An increase in fuel consumption of more than 20% between an unladen panel van and the same vehicle with 75% of its maximum payload has been recorded by Arval.
The controlled trials were designed to underline the importance of ensuring that LCVs are only carrying the load needed on any given journey.
A popular SWB panel van was driven in controlled conditions over a 49.1 mile course for the test at 0%, 25%, 50% and 75% of its 1,079kg maximum payload. The tests were all at the same time of day, an eco driving style was used and air conditioning was switched off.
The results were:
Payload used Fuel consumption Increase in fuel use over 0% payload
0% 35.74 –
25% 33.79 5.4%
50% 30.97 13.3%
75% 28.16 21.2%
Arval Fleet Consultant Liam Cresswell said: “Fleet operators know that payload has an impact on fuel consumption but perhaps are not aware of the degree. These results are marked. A van that is carrying a 75% payload is using a fifth more fuel, which is a considerable cost increase.

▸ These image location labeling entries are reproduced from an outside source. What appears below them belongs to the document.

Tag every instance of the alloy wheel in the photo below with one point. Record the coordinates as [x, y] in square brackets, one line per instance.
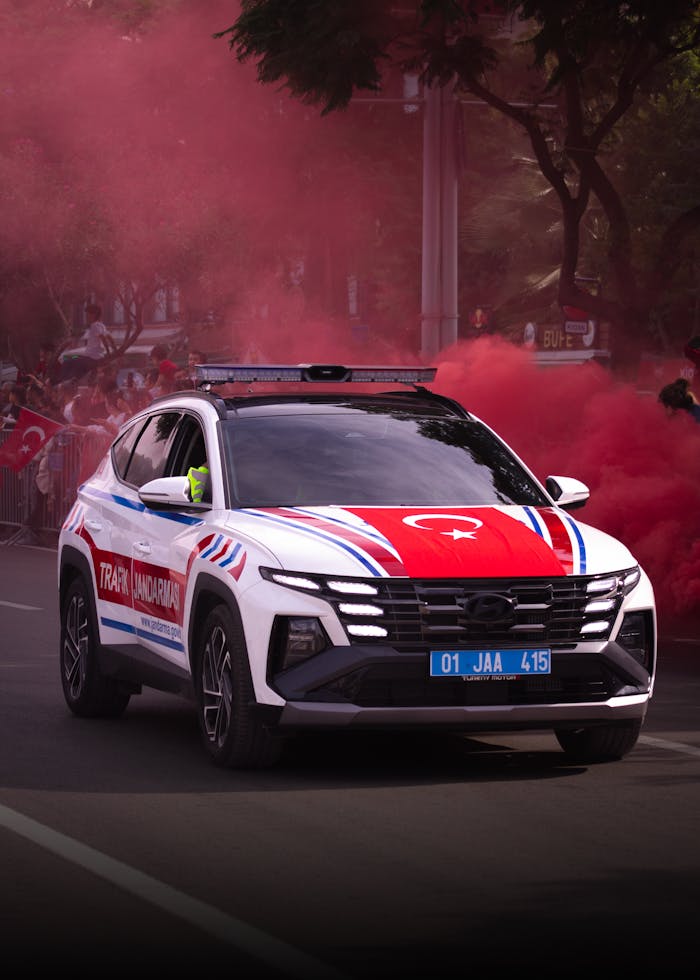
[217, 689]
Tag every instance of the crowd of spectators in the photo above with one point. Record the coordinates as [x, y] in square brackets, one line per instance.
[102, 399]
[90, 408]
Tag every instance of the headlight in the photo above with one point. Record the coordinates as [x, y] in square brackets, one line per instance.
[604, 598]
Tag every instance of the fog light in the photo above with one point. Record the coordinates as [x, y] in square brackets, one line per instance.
[295, 639]
[636, 637]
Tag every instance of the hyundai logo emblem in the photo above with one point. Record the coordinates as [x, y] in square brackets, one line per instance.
[490, 608]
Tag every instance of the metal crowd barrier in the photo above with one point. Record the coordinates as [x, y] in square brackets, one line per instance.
[71, 457]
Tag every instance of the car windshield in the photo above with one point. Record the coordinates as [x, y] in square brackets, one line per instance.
[371, 458]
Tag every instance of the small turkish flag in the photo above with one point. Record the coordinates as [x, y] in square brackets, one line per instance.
[31, 432]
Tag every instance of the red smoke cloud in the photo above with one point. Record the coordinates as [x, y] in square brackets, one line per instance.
[142, 138]
[642, 466]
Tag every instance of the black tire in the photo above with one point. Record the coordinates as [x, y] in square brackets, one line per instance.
[233, 733]
[599, 743]
[88, 693]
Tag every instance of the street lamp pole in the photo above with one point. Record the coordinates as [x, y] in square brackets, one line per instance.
[439, 299]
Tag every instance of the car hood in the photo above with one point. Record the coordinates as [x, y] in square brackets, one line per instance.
[432, 542]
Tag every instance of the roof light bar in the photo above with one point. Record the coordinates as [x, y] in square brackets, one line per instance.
[216, 374]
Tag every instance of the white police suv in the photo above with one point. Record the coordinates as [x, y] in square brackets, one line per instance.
[328, 558]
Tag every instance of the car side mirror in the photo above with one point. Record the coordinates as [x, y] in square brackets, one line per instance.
[168, 491]
[566, 492]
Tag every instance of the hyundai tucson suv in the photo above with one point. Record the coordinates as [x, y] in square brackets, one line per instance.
[298, 549]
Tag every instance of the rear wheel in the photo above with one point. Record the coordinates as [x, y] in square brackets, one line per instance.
[599, 743]
[88, 693]
[233, 734]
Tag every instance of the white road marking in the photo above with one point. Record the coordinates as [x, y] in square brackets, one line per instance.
[664, 743]
[254, 942]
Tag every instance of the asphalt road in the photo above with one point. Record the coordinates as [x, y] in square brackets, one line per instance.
[123, 848]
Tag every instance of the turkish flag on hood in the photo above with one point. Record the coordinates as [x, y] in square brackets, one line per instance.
[31, 432]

“This has direct operational implications, the most immediate and direct of which is to ensure that your vans are not carrying any weight that isn’t needed. This is something that needs to be communicated effectively to drivers.
“In the medium term, you should also endeavour to raise driver awareness of the payload of their vehicle and how to use it to maximum advantage. Vehicles should be clearly labelled with payload information and education for drivers is very useful.
“It is also worth considering the question of storage systems. Good, modern, lightweight racking can help to maximise the carrying capacity and payload of a vehicle and generally increase its efficiency in use.
“Finally, this is an issue that can influence the selection of vehicles. A smaller vehicle operating near its payload capacity will always be a more cost-effective transport choice than an underutilised, larger van.”
Liam added that even the unladen vehicle in the test had been more than 25% adrift of the manufacturer’s official combined MPG figure.
“Official MPG figures are obviously carried out in controlled test conditions but this shows once again that they only provide an indication of performance in real world conditions.”